BONUS: Twitter, as usual, has exactly the answer we were looking for:

In 1956, the US government ran an experiment and found that beer would be drinkable even after a nuclear explosion. — Strange Facts (@BeIieveOrNot) January 17, 2014

I can't tell if irradiated beer is a good idea or not - but I do know that cold beer -> warmth -> cold again is gross, so this author will, FOR SCIENCE, attempt to hold a beer in the vicinity of the next nuclear explosion we know will occur - likely either on the field in East Lansing next fall (assuming little line improvement)  or in the neighborhoods after the game (assuming Cook regression+line improvement).

A press conference Friday to introduce an assistant coach? Really, MythAgain? MSU must really be in their heads now. - D. Sharp, Detroit

Don't be a doofus. I do like feel something toward the attempt at rhyme though. There's really no question for me to answer there.

If you can't distinguish sarcasm in 140 characters then maybe Twitter's a little too advanced for you. -Drew S., Detroit

Wait a minute... I think these guys might be the same person... in case you're wondering, yes, it's incredibly easy fodder. The condescension? Check. Bad jokes? Check. The chip on the shoulder so obvious it causes others pain? Yep.

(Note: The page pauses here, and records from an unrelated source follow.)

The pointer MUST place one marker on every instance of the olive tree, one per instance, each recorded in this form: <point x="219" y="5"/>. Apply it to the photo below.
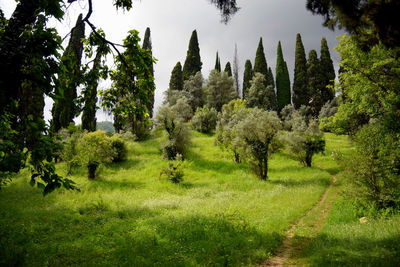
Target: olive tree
<point x="257" y="131"/>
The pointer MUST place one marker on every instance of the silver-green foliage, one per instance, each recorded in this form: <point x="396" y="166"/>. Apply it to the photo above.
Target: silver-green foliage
<point x="205" y="120"/>
<point x="177" y="134"/>
<point x="256" y="131"/>
<point x="305" y="139"/>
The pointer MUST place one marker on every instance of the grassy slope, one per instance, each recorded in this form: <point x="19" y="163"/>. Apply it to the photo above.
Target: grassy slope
<point x="220" y="215"/>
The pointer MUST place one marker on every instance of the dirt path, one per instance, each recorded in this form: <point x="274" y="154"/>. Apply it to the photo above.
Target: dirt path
<point x="312" y="221"/>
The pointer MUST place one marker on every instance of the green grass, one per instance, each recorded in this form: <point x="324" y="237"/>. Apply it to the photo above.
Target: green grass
<point x="220" y="215"/>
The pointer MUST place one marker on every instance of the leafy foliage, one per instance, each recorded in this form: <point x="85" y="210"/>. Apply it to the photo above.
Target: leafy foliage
<point x="220" y="90"/>
<point x="177" y="133"/>
<point x="204" y="120"/>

The one nice thing about football season being over is that "Drew S's" comments become even less topical.

If you could be any athlete in the world outside of a "major" sport, who would you be? -Dan

I've often said I'd want to play baseball or quarterback, but assuming those and soccer are off the table, I want to be this guy (not the part where he's getting shoved as a kid...)

Holy wah does that look fun, right? Apparently it's crazy dangerous though. Can't imagine why.

Are you actually going to write about beer today? We talked about this, man. We talked about this. -Zach T

I'm clinging to the time we have left together before pale ales and spring IPAs team up to wreck the goodwill the craft brewing industry has built up since the late summer when oktoberfests, porters, and winter warmers swooped in to save the day. I'm currently dredging the depths of how dark porters and stouts can get, and I don't have an easy answer for you. Right now the Take the Black Stout by Ommegang is probably the darkest stout I've had, with some of the odder Bell's offerings at Ashley's coming in a close second or a New Holland Dragon's Milk. But in this kind of winter, alternating between oddly cold and oddly not-cold (descriptive, right?) I like a mix of the two, generally tending to go for porters. I'll take them while I still can. I recently ventured back up to the Northeast and got myself a Narragansett Porter, which was delicious. Narragansett is one of those sneaky good breweries that has reinvented itself and doesn't charge too much for a quality six-pack (6.99 for six tallboys). That's a win in my book.